We demonstrated the effect of active layer (channel) thickness and annealing temperature on the electrical performances of Ga2O3-In2O3-ZnO (GIZO) thin film transistor (TFT) having nanoscale channel width (W/L: 500 nm/100 mu m). We found that the electron carrier concentration of the channel was decreased significantly with increasing the annealing temperature (100 degrees C to 300 degrees C). Accordingly, the threshold voltage (V-T) was shifted towards positive voltage (-12.2 V to 10.8 V). In case of channel thickness, the V-T was shifted towards negative voltage with increasing the channel thickness.
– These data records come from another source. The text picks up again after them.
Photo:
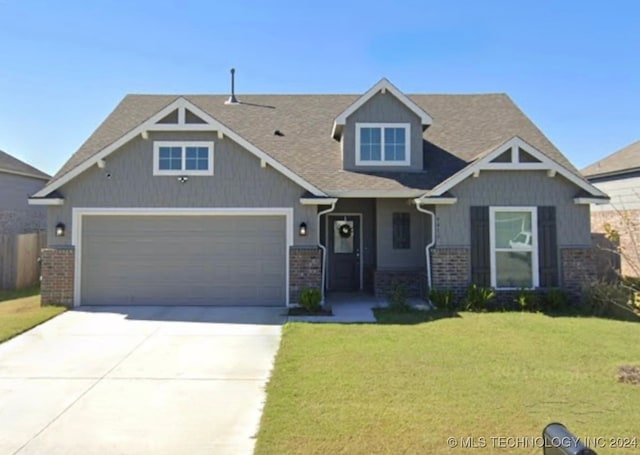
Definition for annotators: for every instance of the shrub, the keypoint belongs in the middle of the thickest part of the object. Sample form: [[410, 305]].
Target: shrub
[[443, 299], [398, 297], [310, 299], [528, 300], [478, 298], [604, 299]]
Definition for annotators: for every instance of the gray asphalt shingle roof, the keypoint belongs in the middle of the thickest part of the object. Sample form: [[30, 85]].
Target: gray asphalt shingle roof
[[621, 161], [463, 127], [12, 164]]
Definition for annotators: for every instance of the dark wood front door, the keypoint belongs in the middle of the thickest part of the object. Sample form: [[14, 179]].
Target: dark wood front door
[[344, 252]]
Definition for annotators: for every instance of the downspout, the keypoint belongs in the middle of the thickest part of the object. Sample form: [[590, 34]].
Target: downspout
[[427, 249], [323, 248]]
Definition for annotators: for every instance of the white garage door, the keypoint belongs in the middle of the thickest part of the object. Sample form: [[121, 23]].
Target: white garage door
[[183, 260]]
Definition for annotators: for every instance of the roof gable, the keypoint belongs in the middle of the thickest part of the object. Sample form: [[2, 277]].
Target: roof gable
[[621, 162], [509, 156], [382, 86], [180, 115], [12, 165]]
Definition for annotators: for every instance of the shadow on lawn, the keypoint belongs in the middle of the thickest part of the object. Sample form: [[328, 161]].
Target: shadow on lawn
[[411, 316]]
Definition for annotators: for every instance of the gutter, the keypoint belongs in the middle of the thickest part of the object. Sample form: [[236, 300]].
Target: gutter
[[427, 249], [323, 248]]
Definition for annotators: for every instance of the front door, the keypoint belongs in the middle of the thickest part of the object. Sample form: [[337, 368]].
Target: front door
[[344, 252]]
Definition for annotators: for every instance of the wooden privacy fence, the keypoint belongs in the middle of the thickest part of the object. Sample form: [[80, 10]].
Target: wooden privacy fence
[[19, 265]]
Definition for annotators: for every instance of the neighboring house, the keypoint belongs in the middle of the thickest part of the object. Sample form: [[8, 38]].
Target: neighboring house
[[18, 181], [619, 176], [196, 200]]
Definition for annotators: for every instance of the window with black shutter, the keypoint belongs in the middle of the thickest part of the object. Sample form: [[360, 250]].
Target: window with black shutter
[[401, 231]]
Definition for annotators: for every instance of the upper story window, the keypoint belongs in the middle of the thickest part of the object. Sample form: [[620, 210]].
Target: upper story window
[[182, 158], [386, 144]]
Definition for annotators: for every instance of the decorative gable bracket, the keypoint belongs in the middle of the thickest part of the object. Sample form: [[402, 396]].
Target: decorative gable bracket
[[518, 155], [383, 86]]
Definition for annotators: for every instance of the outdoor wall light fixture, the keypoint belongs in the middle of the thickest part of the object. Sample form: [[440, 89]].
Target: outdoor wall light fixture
[[60, 228]]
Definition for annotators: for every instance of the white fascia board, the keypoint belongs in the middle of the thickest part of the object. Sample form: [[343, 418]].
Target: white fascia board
[[377, 193], [485, 163], [149, 124], [25, 174], [591, 200], [318, 201], [381, 86], [437, 200], [46, 201]]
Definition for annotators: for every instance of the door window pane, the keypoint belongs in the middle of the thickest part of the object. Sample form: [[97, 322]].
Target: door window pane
[[343, 236]]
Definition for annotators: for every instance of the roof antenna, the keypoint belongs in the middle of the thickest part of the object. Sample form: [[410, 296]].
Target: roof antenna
[[232, 99]]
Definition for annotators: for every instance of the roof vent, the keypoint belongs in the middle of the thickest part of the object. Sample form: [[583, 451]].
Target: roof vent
[[232, 99]]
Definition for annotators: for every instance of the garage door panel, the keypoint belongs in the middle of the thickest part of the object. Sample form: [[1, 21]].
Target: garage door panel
[[191, 260]]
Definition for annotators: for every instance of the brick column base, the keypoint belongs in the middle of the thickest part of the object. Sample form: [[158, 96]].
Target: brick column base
[[57, 265], [305, 270], [579, 269], [450, 269]]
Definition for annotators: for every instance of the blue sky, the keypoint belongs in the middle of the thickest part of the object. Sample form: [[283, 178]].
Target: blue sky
[[572, 66]]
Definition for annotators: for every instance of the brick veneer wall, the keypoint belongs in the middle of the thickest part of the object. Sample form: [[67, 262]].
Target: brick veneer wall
[[450, 269], [305, 270], [578, 269], [56, 287], [627, 223], [413, 280]]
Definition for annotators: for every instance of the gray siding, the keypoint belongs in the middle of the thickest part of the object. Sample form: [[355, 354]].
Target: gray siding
[[382, 108], [16, 215], [517, 188], [390, 258], [238, 181], [187, 260]]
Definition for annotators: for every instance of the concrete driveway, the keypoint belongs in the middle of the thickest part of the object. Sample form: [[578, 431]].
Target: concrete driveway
[[145, 380]]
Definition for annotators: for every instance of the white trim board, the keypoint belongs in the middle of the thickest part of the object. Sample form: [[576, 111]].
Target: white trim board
[[382, 86], [79, 212], [326, 241], [151, 123], [515, 143]]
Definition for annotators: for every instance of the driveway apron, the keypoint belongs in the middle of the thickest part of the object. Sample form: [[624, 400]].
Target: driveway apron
[[138, 380]]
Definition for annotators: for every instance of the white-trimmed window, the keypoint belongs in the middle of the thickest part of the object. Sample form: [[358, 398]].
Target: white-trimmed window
[[182, 158], [386, 144], [514, 247]]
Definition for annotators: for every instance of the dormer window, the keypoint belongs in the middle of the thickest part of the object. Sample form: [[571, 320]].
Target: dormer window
[[182, 158], [383, 144]]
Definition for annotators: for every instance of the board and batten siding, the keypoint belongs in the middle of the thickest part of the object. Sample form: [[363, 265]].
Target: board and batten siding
[[382, 108], [516, 188], [238, 181]]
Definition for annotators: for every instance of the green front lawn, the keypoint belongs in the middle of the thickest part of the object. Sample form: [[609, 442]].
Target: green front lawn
[[21, 310], [367, 388]]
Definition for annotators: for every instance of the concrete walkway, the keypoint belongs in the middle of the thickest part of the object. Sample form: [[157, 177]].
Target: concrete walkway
[[123, 380]]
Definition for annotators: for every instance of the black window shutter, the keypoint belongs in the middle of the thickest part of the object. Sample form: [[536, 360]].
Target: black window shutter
[[480, 249], [547, 247]]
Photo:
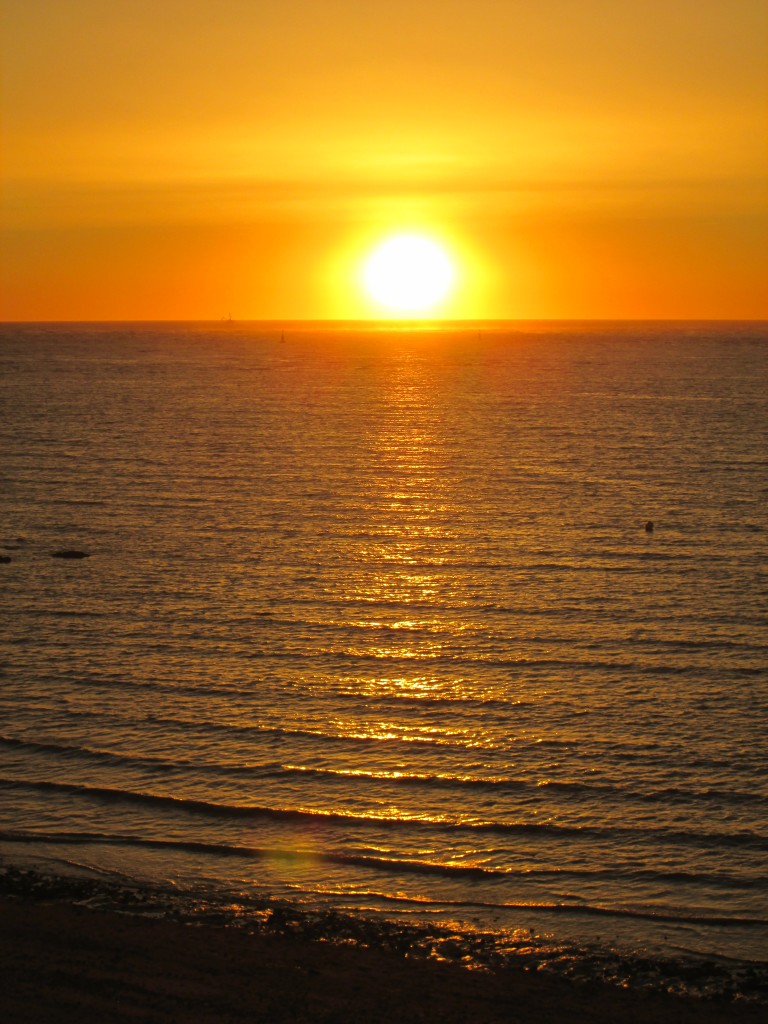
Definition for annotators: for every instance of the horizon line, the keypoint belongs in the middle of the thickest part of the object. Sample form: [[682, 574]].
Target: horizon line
[[403, 322]]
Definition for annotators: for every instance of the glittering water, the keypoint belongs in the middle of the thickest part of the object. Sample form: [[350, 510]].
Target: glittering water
[[372, 620]]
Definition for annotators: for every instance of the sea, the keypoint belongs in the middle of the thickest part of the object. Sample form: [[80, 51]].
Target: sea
[[453, 632]]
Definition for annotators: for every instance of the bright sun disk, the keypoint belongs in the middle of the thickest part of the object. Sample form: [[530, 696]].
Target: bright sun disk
[[409, 273]]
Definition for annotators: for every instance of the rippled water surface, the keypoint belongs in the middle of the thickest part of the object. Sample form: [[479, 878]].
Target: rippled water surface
[[371, 619]]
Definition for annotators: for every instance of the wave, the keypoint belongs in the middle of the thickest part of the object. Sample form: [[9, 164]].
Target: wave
[[409, 866], [308, 816], [499, 784]]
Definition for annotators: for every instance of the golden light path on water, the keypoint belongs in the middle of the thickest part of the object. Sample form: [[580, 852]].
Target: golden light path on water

The device with channel thickness of 90 nm annealed at 200 degrees C revealed the best device performances in terms of mobility (10.86 cm(2)/Vs) and V-T (0.8 V). The effect of channel length was also studied, in which the channel width, thickness and annealing temperature were kept constant such as 500 nm, 90 nm and 200 degrees C, respectively. The channel length influenced the on-current level significantly with small variation of V-T, resulting in lower value of on/off current ratio with increasing the channel length. The device with channel length of 0.5 mu m showed enhanced on/off current ratio of 106 with minimum V-T of 0.26 V.